Loyal Trump outlets cry betrayal after Fox News
calls election for Biden
Network’s refusal to distort the truth goes down badly
among flotilla of smaller, angrier, pro-Trump outlets
Jason
Wilson
@jason_a_w
Sat 7 Nov
2020 23.28 GMTLast modified on Sun 8 Nov 2020 15.35 GMT
https://www.theguardian.com/us-news/2020/nov/07/trump-fox-news-joe-biden-rightwing-media
The
announcement of a Joe Biden victory on Saturday morning exacerbated an internal
conflict in conservative media, in which Fox News in particular has been
singled out for criticism by a flotilla of smaller, angrier, pro-Trump outlets.
The
conservative cable news channel, which angered Trumpists by calling Arizona for
Biden before any other network, has been subject to attacks from the president
and his most fervent supporters, who have seen Fox’s refusal to distort the
truth about the vote count as a betrayal.
Reportedly,
Trumpist dismay at the call was voiced at the highest levels, with Trump
himself calling in a complaint to Rupert Murdoch, who stood by the network’s
coverage.
Writing in
the conspiracist hub WND on Saturday morning, attorney Larry Klayman – who the
Southern Poverty Law Center describes as “pathologically litigious” – wrote:
“Do not be fooled by the gyrations of Fox News or other ‘mainstream’ so-called
conservative media, which are, as usual, holding out false hope that the legal
system will right the wrongs that occurred on 3 November.”
Inside the
rightwing media bubble, appending “mainstream” to a description of any outlet
is fighting talk, and “mainstream conservative” is tantamount to an accusations
of treason.
On the
Trumpist website American Greatness, the site’s prolific opinionista
Christopher Gage fumed: “I’m not sure what they think they are doing, nor who
think they are, nor whether they know their game is up and they’re enjoying one
last spasm of untruth, but Fox News is not the electoral college, nor is it the
supreme court.”
Later,
after AP’s call was dutifully reported by Fox, pro-Trump Breitbart News sulkily
listed them, along with CNN and MSNBC, as one of the “corporate media outlets”
that had called the election for Biden.
On the
conspiracy-minded Gateway Pundit, Jim Hoft likewise assimilated “Faux FOX” to
the “Alphabet Media” outlets which together had carried out a “coordinated
attack against the president as he was out golfing”.
Other News
Corp outlets appeared to pile on to Trump during the week, including the New
York Post, which characterized a meandering Trump speech on Thursday as
“downcast”, and correctly described his claims about election fraud as
“baseless”. Throughout October, the same newspaper, almost alone among
mainstream outlets, had retailed the widely criticized story based on a
supposed copy of the contents of Hunter Biden’s laptop.
What was at
stake on election night for Trump was a narrative he had been preparing in
advance: a close and “rigged” election, whose result he hoped to have
determined in his favor by friendly courts.
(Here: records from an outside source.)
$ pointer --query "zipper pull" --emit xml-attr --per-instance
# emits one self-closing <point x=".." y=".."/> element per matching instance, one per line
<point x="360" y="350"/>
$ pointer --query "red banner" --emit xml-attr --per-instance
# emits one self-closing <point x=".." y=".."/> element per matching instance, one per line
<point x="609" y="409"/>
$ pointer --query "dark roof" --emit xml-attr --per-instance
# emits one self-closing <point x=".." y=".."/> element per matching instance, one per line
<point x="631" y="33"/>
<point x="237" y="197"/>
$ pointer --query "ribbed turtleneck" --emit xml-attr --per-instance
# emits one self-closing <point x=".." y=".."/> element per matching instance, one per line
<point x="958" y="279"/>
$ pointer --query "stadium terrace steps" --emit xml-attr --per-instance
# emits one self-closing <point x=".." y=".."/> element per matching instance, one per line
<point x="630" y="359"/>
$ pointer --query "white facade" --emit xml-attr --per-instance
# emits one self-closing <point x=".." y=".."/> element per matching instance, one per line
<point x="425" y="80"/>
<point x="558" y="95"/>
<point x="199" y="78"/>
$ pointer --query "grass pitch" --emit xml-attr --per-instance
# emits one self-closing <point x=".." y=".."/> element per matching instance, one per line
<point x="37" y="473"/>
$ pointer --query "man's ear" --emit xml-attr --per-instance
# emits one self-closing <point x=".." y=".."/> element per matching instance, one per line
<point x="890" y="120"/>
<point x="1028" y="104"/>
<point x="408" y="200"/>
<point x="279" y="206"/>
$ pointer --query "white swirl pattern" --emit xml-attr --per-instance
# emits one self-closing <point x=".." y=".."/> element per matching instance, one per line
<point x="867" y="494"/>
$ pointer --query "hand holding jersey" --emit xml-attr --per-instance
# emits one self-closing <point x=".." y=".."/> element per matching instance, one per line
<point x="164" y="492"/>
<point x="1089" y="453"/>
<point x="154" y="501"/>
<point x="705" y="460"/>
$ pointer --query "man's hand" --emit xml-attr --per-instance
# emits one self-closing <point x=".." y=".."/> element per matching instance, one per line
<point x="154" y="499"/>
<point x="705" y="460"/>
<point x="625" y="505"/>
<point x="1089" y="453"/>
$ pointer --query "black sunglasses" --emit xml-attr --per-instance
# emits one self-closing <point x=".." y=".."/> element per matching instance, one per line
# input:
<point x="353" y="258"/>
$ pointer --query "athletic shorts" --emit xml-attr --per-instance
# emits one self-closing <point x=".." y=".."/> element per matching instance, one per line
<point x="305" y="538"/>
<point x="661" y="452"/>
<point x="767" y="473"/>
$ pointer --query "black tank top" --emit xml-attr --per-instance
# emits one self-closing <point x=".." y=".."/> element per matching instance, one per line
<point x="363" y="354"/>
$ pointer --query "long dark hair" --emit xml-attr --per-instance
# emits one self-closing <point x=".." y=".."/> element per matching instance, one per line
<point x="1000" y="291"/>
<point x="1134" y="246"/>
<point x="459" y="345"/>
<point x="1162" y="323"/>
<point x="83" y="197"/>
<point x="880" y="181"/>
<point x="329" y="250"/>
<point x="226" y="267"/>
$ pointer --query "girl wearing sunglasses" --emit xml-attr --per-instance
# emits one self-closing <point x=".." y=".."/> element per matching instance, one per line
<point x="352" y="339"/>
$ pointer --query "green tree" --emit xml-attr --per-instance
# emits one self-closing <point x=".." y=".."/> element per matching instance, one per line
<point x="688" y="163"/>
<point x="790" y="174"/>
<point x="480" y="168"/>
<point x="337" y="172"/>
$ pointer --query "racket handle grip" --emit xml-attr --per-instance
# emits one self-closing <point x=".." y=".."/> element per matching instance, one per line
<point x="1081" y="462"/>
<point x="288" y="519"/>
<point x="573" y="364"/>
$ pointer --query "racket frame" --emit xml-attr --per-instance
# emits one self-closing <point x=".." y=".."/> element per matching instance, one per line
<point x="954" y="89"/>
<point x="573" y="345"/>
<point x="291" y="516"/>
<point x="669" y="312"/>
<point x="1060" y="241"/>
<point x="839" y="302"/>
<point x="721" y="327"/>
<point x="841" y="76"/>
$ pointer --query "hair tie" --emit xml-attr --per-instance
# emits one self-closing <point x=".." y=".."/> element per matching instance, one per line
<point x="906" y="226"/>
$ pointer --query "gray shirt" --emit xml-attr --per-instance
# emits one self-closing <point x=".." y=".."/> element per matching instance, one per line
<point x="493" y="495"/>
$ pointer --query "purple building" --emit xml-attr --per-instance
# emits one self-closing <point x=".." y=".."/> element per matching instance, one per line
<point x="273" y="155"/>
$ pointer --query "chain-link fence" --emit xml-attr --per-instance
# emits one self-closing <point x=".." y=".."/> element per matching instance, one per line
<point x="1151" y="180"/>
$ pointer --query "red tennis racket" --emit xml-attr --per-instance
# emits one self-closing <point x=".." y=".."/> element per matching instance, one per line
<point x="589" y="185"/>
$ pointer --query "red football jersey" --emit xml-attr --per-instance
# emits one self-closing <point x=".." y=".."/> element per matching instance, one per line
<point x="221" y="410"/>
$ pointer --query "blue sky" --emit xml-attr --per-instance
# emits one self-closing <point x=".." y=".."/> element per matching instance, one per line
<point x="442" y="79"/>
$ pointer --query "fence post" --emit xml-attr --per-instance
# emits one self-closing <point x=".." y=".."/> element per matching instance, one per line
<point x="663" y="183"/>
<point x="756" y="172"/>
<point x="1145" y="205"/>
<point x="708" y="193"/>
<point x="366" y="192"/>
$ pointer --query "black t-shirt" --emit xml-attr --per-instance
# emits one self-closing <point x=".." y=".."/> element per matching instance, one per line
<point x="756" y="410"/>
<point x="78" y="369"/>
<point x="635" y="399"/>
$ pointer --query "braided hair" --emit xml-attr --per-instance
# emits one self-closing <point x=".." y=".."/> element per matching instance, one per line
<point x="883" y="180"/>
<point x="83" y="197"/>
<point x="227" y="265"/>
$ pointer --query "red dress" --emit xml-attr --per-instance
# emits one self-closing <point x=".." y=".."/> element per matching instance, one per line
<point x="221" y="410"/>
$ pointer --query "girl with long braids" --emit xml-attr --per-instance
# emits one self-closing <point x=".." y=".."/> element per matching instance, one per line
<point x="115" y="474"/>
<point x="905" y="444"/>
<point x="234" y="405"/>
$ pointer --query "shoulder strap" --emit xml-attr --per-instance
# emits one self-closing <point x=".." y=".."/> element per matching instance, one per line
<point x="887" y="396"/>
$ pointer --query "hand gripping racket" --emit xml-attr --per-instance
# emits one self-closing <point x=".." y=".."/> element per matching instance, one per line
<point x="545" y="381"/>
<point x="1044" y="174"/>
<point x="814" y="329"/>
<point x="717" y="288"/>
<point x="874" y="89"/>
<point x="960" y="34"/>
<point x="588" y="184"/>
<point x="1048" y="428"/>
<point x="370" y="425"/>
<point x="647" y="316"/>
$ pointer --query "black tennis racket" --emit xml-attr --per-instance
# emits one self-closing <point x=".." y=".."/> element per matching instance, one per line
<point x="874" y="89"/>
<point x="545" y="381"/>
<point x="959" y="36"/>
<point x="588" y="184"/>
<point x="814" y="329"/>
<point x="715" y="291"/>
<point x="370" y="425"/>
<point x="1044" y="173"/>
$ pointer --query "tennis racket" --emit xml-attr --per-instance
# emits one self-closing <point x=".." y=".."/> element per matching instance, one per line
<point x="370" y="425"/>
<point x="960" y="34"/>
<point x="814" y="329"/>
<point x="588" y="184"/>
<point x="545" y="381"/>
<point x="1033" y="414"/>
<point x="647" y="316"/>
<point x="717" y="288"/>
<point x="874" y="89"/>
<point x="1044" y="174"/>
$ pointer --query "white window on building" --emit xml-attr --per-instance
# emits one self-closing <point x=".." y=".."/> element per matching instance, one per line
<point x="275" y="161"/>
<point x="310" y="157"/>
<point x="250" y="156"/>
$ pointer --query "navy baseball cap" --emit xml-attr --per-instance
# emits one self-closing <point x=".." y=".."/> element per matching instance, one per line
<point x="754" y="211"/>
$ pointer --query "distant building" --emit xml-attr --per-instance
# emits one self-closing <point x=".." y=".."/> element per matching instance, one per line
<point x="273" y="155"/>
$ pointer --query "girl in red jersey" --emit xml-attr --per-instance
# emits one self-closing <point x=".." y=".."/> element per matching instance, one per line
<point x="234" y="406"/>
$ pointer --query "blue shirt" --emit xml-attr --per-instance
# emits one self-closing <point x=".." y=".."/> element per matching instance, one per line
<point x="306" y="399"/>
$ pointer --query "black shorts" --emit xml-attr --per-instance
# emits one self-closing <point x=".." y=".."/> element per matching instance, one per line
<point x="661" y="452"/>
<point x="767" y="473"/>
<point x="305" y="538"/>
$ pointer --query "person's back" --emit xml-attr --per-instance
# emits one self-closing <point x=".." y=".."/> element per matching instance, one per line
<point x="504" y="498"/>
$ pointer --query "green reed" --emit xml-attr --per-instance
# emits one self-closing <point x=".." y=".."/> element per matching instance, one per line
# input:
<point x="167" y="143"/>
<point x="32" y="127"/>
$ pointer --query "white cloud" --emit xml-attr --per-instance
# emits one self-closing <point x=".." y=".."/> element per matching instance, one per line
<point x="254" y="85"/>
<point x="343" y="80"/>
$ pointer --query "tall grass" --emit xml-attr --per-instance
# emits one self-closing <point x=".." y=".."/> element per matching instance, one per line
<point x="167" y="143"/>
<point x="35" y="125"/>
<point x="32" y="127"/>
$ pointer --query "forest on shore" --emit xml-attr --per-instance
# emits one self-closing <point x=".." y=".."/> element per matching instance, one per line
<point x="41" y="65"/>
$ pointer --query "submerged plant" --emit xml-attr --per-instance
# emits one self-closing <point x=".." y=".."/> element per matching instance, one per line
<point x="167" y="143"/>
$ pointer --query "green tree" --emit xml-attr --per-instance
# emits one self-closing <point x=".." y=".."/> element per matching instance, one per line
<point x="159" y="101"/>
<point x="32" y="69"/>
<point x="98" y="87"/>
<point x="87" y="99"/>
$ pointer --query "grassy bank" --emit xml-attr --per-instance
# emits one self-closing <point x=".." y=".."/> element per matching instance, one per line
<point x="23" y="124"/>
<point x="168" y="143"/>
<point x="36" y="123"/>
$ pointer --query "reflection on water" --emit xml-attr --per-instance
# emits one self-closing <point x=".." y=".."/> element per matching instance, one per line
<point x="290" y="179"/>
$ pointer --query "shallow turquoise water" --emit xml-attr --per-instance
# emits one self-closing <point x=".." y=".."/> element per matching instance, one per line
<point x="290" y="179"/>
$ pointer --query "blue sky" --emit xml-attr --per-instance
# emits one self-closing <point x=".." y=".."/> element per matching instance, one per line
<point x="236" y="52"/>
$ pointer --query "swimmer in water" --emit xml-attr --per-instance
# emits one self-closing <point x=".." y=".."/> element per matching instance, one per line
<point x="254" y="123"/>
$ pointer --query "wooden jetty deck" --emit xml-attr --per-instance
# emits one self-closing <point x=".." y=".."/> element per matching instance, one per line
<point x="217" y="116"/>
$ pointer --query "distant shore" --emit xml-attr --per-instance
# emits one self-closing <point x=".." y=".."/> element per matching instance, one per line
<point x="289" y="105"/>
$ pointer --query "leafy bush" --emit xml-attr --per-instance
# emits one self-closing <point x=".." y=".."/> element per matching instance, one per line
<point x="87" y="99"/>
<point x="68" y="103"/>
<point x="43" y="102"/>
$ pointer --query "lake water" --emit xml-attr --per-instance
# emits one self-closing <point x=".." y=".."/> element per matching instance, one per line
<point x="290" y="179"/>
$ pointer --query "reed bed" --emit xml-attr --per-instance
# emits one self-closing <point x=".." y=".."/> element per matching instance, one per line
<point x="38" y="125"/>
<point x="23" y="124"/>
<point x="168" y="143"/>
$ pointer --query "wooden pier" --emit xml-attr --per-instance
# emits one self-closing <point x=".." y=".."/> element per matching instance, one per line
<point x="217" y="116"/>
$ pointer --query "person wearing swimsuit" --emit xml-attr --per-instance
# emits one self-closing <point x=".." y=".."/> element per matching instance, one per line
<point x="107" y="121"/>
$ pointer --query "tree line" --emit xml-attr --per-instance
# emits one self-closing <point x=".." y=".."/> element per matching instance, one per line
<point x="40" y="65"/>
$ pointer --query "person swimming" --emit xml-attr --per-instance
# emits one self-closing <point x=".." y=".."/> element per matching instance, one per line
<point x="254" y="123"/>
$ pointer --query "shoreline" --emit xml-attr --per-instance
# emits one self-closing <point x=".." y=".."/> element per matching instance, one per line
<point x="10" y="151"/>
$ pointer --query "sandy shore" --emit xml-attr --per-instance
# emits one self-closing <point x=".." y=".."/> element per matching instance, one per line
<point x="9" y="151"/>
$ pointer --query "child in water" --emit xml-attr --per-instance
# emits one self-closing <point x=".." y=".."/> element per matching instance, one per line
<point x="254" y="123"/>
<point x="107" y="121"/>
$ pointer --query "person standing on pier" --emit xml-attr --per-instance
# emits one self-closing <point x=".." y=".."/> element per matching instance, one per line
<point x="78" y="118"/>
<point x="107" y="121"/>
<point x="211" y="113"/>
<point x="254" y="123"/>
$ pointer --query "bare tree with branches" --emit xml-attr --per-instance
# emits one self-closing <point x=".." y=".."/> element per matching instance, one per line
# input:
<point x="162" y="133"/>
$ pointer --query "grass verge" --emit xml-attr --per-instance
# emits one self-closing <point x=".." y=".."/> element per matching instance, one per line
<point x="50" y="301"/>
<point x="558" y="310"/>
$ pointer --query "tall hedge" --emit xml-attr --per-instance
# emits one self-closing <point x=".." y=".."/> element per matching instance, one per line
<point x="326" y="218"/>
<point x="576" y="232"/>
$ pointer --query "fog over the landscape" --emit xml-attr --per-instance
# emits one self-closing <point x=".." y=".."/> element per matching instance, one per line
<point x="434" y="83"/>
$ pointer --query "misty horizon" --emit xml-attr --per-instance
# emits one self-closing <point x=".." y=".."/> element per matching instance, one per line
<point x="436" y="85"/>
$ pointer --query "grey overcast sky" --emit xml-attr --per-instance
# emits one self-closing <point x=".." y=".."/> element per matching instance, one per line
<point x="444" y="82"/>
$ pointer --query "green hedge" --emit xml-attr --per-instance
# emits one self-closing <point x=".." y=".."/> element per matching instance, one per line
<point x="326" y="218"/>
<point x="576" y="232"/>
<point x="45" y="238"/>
Post-election, pro-Trump media
resented the Decision Desk for undermining their attempts to mobilize the
president’s supporters to disrupt outstanding counts in contested states.
For many of
these outlets, their preferred tool was a torrent of disinformation encouraging
the idea that the election had been stolen. By Saturday, a stream of stories
alleging that isolated (and expected) voter machine glitches were evidence that
Democrats had orchestrated election theft were published on PJ Media, Infowars
and WND.
Meanwhile,
Maga-world grifters such as Mike Coudrey (formerly known as “Mike Tokes”) urged
Trump loyalists to mobilize for protests at “EVERY STATE CAPITOL” in an effort
inelegantly marketed as “#stopthesteal”. (On Wednesday, Trump was told by his
advisers that his own demand to “stop the count” would instantly cost him the
election.)
Fox News,
for the most part, did not play along. Their White House reporter, John
Roberts, held out the “chance” on Friday morning that the president might
concede a loss “for the preservation of democracy and the unity of the nation”.
On
Saturday, they featured a parade of guests, including prominent Republicans
like Karl Rove, who each endorsed the AP projection, further isolating the
president and his supporters. (Other establishment conservative outlets such as
the National Review also followed Fox’s lead in acknowledging the reality of
Biden’s victory.)
It is worth
noting that the network was not wholly unanimous in its message that Trump had
lost the election. On Friday night, Tucker Carlson hosted Darren Beattie, the
founder of the Revolver website and a former Trump speechwriter who was fired
in 2018 for attending an event alongside white nationalists.
Carlson
allowed Beattie, whose website was a key vector for the “Pizzagating” of Hunter
Biden, to assert that the post-election situation in the US was a “very
specific kind of coup … a ‘Color Revolution’”, being coordinated by a lawyer
inside the “national security apparatus”.
But other
hosts appeared to be speaking directly to the president – a habitual Fox News
viewer – and attempting to let him down gently. On Friday night’s Ingraham
Angle, host Laura Ingraham set out an obsequious account of Trump’s supposed
achievements. But she then appeared to appeal to the president’s vanity and the
shreds of his supporters’ belief in the legitimacy of the political process.
“Losing, if
that’s what happens, is awful. But President Trump’s legacy will only become
more significant if he focuses on moving the country forward. And then, the
love and respect his supporters feel for him is only going to grow stronger”.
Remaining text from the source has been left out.